Since the HCV education class was instituted as a mandatory component of referral of patients with HCV to the liver specialty clinics in this safety net system, the study was limited by a lack of randomization of patients to education versus no education class in determining the rates of liver specialty clinic attendance. However, we were able to utilize a historical control of HCV patients prior to initiation of education class to compare liver specialty clinic show rates in those with scheduled appointments. Both the study patient cohort and the historical controls likely represent individuals who are motivated to receive HCV therapy and management. Therefore, selection bias is unlikely to play a role in our finding that HCV education significantly improves liver specialty clinic attendance rates when these cohorts are compared. The low response rate to the questionnaire in the busy clinic setting was primarily related to the time constraints on patients and selection and/or reporting biases are less likely to have played a significant role in the reported retention of HCV knowledge long-term in nearly one-quarter of patients. Nevertheless, this result requires confirmation with a larger number of patients.

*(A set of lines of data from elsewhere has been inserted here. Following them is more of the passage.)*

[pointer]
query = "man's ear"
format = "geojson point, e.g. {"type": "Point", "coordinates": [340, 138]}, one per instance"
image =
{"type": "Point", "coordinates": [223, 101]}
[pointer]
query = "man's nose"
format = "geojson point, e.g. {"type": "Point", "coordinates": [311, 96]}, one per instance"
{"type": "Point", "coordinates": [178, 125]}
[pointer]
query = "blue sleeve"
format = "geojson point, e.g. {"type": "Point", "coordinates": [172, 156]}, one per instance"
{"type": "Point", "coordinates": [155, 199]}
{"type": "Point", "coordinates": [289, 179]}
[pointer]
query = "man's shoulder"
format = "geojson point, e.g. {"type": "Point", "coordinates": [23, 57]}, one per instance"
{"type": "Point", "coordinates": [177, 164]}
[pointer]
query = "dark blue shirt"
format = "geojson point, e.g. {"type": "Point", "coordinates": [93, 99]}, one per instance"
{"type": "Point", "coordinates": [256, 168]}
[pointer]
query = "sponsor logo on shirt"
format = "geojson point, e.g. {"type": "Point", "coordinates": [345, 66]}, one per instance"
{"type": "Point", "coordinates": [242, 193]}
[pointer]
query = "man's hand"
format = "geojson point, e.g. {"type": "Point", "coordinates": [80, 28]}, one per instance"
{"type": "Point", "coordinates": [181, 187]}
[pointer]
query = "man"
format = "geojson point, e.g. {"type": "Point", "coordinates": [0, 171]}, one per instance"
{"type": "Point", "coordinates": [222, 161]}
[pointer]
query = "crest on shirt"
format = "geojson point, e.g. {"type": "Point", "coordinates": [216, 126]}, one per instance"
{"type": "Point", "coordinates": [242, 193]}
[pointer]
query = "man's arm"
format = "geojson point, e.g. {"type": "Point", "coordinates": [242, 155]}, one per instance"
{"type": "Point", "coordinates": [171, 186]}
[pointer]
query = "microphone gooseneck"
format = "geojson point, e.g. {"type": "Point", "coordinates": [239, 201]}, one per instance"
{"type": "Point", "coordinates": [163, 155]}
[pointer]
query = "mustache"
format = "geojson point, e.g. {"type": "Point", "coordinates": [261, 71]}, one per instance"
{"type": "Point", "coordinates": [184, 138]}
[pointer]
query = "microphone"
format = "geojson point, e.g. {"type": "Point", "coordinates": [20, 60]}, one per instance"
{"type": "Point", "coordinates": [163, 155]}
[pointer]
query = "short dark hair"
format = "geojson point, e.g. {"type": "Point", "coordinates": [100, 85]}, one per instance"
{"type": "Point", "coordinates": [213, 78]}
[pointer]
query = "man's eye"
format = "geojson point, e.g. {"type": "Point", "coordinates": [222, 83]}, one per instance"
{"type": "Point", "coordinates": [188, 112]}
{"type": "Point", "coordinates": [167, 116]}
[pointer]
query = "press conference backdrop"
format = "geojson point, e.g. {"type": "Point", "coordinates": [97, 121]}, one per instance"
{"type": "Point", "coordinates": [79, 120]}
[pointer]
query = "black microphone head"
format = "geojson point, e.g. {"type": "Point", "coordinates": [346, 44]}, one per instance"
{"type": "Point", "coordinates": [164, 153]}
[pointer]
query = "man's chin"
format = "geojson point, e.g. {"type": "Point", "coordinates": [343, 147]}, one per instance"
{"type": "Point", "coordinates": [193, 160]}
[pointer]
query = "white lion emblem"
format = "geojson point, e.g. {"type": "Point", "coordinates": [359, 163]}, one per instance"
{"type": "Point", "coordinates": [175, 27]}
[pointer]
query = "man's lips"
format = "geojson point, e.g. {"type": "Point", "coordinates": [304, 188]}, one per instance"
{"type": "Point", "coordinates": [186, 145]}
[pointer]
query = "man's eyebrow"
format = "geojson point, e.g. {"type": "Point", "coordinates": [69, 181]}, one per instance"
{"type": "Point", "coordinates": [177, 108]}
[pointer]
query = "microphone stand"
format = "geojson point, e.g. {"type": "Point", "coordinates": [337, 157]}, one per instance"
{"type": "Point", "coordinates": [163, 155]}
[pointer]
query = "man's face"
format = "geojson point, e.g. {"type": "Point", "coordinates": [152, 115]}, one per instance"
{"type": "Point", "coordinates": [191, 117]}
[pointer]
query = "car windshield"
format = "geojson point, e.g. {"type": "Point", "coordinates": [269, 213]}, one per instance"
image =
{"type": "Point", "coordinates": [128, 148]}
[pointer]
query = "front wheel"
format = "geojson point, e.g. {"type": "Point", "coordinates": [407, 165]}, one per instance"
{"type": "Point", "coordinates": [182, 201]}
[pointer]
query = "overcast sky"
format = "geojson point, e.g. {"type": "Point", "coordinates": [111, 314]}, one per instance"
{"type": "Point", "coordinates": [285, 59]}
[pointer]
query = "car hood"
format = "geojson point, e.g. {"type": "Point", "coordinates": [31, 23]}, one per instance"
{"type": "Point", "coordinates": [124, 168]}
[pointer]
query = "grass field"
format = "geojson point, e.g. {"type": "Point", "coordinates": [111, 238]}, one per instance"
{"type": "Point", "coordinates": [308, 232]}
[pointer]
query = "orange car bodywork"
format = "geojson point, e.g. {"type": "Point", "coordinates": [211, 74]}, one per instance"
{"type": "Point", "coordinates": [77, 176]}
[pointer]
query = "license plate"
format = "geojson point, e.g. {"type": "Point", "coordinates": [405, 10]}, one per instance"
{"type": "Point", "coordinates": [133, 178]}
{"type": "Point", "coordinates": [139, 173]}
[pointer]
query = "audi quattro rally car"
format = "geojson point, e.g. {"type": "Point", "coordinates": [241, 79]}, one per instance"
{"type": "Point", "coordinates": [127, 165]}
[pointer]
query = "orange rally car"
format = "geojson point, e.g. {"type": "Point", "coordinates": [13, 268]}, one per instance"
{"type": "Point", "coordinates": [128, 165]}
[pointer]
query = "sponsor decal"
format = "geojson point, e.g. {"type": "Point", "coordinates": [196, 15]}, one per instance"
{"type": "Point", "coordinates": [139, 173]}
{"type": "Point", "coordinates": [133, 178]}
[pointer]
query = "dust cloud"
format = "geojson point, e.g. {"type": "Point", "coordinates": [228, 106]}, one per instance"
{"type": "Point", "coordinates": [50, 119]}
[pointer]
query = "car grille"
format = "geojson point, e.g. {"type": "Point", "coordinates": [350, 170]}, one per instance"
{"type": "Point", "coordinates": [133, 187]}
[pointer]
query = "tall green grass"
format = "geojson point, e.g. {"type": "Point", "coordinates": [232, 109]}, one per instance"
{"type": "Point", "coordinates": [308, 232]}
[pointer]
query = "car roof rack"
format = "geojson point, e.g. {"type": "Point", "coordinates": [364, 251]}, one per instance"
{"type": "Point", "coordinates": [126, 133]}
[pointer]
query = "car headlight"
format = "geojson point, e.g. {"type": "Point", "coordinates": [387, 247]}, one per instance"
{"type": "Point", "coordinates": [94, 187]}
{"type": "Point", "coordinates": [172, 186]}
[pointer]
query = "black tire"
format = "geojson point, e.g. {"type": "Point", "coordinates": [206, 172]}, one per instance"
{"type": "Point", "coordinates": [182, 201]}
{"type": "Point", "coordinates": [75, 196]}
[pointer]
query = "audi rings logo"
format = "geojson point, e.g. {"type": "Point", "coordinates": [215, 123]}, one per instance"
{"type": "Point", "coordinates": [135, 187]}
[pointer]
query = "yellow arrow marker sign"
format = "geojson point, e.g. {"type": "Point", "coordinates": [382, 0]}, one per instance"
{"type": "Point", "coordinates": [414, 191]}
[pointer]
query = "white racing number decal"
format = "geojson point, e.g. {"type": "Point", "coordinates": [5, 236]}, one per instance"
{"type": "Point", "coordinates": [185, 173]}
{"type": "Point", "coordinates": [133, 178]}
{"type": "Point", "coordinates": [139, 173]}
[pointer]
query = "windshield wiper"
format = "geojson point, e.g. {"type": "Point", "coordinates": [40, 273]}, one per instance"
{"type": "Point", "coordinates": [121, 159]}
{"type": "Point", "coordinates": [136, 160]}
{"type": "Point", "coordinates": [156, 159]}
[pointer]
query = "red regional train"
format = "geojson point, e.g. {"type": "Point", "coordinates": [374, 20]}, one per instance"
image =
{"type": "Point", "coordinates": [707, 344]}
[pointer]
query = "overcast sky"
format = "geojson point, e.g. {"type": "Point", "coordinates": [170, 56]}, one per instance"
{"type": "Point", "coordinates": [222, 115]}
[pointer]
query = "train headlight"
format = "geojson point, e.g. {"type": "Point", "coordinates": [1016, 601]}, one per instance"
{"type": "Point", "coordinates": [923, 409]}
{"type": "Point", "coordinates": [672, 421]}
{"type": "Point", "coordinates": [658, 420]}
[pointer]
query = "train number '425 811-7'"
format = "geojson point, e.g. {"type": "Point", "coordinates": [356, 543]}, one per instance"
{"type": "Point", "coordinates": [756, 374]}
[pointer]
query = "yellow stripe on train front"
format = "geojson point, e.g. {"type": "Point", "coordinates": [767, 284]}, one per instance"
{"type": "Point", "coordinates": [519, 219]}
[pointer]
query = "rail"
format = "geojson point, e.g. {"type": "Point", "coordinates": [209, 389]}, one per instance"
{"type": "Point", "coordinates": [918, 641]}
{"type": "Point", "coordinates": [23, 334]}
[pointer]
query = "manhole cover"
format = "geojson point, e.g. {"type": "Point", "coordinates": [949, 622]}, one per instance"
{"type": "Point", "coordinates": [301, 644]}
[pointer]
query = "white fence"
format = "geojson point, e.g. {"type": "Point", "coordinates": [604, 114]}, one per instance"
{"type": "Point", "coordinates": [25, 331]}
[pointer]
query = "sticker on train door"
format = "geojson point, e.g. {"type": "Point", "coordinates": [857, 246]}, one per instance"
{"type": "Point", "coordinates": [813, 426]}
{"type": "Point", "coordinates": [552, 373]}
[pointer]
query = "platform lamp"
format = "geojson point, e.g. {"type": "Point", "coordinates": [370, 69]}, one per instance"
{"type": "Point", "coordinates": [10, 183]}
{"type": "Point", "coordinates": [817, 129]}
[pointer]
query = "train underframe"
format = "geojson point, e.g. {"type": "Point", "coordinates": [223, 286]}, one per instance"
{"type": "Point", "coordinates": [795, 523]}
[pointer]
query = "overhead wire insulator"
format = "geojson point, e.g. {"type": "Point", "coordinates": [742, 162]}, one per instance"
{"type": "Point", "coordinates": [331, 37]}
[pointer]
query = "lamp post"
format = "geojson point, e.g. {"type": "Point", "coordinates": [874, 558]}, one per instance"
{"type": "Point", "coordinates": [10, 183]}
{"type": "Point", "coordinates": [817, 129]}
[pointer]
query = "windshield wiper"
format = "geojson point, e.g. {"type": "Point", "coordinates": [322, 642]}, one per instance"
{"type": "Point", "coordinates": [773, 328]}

In summary, education plays an important role in improvement of HCV knowledge in HCV-infected subjects. Although African Americans and older individuals had lower baseline HCV knowledge, the improvement of HCV knowledge was observed across all ages, racial backgrounds, IDUs, education levels, and socioeconomic status. As vulnerable populations are disproportionally affected by HCV and adverse disease outcomes, this suggests that promoting effective HCV educational programs among vulnerable populations may be an important factor in reducing the disparities in HCV disease. Prior studies have shown that HCV patients consider HCV education as an important HCV health care need that results in a marked increase in willingness to accept HCV treatment [16, 17]. A patient-centered approach to health care in HCV-infected vulnerable population is likely to result in higher compliance with pursuing HCV health care and potentially create efficiencies in the health system to better access specialty care for these individuals.